Revenue denied the deduction, arguing:
- The withholding tax was in the nature of a tax on income and therefore could not be deducted; and
- The tax was not "laid out or expended for the purposes of the trade", a basic requirement for trading deductions to be permitted under Irish law.
The taxpayer appealed the decision of Revenue to the Appeal Commissioners. By way of background, the Appeal Commissioners is an independent statutory body whose main task is hearing, determining and disposing of appeals against assessments and decisions of Revenue. Most Irish appeals on tax matters are first heard by the Appeal Commissioners.
Taxes in the nature of income tax not deductible
The analysis included in the decision of the Appeal Commissioner on this point is not entirely clear. There is some old case law in Ireland and the UK that concludes that foreign taxes on profits (or 'income taxes') are not deductible when calculating taxable profits. The taxpayer argued that as the foreign tax withheld from the royalty was calculated on the gross amount, it was not a tax on profits (or an 'income tax') and therefore that older case law did not apply.
The Appeal Commissioner rejected this position pointing to the claim for partial relief under the credit system as an acceptance by the taxpayer that the foreign tax was in the nature of an income tax. In addition, the Appeal Commissioner referred to a UK case that confirmed that a Venezuelan turnover tax could be regarded as a tax on profits even though the tax was applied by the Venezuelan authorities on a gross basis.
The Appeal Commissioner's analysis on the nature of the tax (which is critical to the outcome of the case) is somewhat opaque and it is hoped that when the case is considered by the High Court an in-depth review of this point will be included in the decision.

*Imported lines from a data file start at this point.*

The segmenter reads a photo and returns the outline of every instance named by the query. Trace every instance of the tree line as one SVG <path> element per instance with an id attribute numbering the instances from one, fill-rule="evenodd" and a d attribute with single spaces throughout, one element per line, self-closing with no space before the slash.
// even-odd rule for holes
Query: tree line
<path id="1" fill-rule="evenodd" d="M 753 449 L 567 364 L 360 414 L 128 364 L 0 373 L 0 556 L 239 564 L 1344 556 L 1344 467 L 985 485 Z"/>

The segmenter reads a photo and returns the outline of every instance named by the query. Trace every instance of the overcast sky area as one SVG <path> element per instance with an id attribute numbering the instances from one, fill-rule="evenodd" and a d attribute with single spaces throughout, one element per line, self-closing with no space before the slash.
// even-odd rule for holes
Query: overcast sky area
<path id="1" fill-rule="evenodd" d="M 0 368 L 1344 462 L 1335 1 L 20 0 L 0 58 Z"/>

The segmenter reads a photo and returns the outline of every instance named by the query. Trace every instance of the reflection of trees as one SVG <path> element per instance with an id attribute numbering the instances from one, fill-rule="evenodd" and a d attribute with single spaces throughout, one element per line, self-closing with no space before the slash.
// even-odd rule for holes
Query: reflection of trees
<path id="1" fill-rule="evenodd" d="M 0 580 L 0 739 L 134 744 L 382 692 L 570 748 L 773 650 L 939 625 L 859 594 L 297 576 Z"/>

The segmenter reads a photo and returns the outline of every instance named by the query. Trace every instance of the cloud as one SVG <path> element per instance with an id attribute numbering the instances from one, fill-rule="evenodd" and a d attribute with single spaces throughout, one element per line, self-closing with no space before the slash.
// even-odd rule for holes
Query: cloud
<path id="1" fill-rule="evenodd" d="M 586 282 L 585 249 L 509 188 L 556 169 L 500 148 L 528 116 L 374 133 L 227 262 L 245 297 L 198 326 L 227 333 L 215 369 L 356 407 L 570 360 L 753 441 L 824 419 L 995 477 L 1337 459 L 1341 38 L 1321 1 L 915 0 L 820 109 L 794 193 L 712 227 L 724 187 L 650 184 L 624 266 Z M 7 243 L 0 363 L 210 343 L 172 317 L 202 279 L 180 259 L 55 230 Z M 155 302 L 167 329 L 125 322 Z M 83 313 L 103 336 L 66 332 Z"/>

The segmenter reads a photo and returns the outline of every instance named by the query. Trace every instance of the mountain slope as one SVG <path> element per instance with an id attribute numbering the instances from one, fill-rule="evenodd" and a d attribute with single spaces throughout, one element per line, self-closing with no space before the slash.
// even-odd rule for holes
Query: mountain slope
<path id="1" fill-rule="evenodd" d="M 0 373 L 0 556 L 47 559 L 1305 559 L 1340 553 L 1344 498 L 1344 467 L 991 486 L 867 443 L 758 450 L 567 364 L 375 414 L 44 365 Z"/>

Not laid out or expended for the purposes of the trade
In determining whether the withholding tax was 'laid out or expended for the purposes of the trade', the Appeal Commissioner had regard to Harrods (Buenos Aires) v Gooby (HM Inspector of Taxes)  41 TC 450. That case concerned an Argentinean tax on the capital of a UK business operating in Argentina. The tax was held to be deductible. Failure to pay the tax could have resulted in the taxpayer being precluded from carrying on business in Argentina.
The Appeal Commissioner distinguished the Harrods case noting that the foreign withholding tax in the instant case did not "constitute a mandatory pre-condition to carrying out business in the source state the way the capital tax did in Harrods; it is simply a consequence of having carried out business in the source state". Overall, this appears to be a very high threshold to meet in order for any foreign tax to be treated as deductible and it will be interesting to see the High Court's position on the point.
High Court appeal
No date has yet been set for the High Court appeal. However, it is likely to be a case that will be closely watched by many corporate taxpayers operating in Ireland.